Robust Network Targeting with Multiple Nash Equilibria

TL;DR

This paper develops a robust method for designing treatment policies in large strategic games with multiple equilibria, ensuring welfare maximization despite equilibrium uncertainties.

Contribution

It introduces a novel approach that remains agnostic to equilibrium selection mechanisms and provides a closed-form boundary for equilibrium outcomes.

Findings

The method effectively handles multiple equilibria in large-scale games.

It guarantees welfare performance with a derived regret bound.

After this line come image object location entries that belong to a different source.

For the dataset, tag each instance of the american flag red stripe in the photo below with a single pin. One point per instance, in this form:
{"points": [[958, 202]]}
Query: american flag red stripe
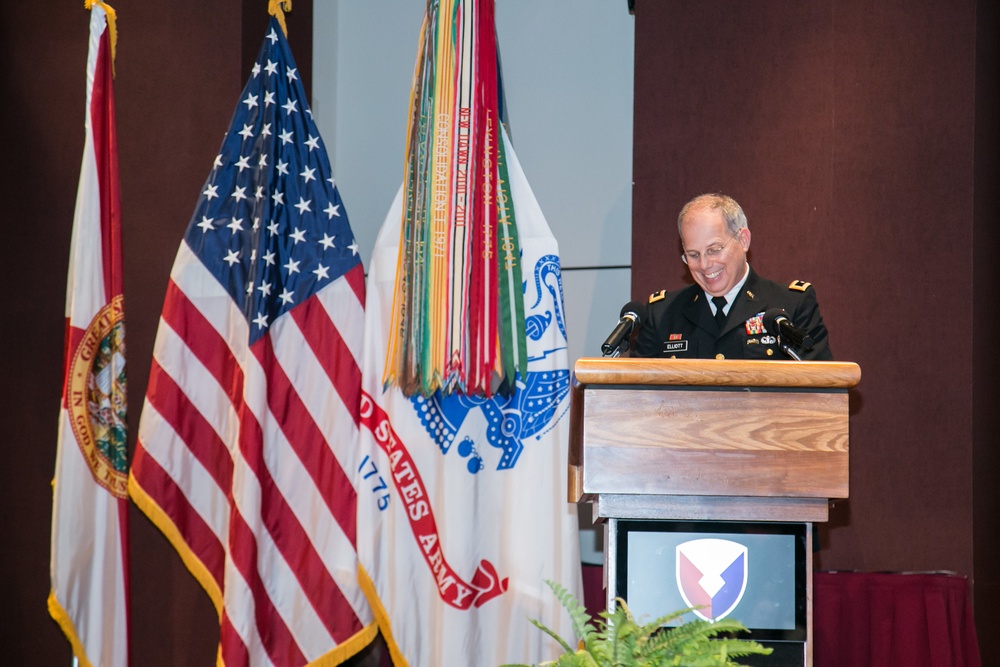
{"points": [[199, 389], [248, 438], [202, 542]]}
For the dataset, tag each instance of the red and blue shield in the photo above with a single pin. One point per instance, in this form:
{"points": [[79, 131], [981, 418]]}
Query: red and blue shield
{"points": [[712, 576]]}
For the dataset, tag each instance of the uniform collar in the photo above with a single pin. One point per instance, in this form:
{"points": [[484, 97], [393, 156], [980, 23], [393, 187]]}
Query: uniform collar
{"points": [[731, 294]]}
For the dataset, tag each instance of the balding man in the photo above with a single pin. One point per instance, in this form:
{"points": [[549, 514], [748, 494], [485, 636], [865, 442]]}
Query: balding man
{"points": [[721, 316]]}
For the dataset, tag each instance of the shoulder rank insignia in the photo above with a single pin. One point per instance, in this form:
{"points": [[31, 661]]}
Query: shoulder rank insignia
{"points": [[657, 296]]}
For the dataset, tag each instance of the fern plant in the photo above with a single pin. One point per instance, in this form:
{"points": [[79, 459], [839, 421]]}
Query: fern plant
{"points": [[619, 641]]}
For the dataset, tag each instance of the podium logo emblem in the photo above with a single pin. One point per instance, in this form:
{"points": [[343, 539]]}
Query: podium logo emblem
{"points": [[712, 576]]}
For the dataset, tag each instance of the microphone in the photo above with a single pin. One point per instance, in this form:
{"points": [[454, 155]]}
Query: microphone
{"points": [[776, 321], [633, 313]]}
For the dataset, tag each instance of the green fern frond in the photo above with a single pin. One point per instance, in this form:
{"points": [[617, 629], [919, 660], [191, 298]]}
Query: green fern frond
{"points": [[553, 634]]}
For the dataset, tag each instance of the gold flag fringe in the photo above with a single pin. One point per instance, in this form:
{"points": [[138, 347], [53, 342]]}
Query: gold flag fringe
{"points": [[112, 25], [277, 9]]}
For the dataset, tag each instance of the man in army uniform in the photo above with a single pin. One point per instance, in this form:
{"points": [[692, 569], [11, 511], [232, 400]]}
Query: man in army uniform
{"points": [[722, 315]]}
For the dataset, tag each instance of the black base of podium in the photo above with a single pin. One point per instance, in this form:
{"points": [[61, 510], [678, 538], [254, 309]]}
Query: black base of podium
{"points": [[786, 654]]}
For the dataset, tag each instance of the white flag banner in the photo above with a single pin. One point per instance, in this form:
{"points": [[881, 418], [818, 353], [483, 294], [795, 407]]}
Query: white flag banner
{"points": [[462, 510], [89, 554]]}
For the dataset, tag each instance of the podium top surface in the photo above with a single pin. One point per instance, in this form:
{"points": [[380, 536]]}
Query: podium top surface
{"points": [[717, 372]]}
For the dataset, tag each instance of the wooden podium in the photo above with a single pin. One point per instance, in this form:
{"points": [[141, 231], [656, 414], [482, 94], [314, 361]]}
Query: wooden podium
{"points": [[709, 440]]}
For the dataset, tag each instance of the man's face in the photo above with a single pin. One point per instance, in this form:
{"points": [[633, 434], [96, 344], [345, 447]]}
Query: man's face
{"points": [[704, 231]]}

Application to a microfinance dataset demonstrates practical utility.

Abstract

Many policy problems involve designing individualized treatment allocation rules to maximize the equilibrium social welfare of interacting agents. Focusing on large-scale simultaneous decision games with strategic complementarities, we develop a method to estimate an optimal treatment allocation rule that is robust to the presence of multiple equilibria. Our approach remains agnostic about changes in the equilibrium selection mechanism under counterfactual policies, and we provide a closed-form expression for the boundary of the set-identified equilibrium outcomes. To address the incompleteness that arises when an equilibrium selection mechanism is not specified, we use the maximin welfare criterion to select a policy, and implement this policy using a greedy algorithm. We establish a performance guarantee for our method by deriving a welfare regret bound, which accounts for sampling uncertainty and the use of the greedy algorithm. We demonstrate our method with an application to the microfinance dataset of Banerjee et al. (2013).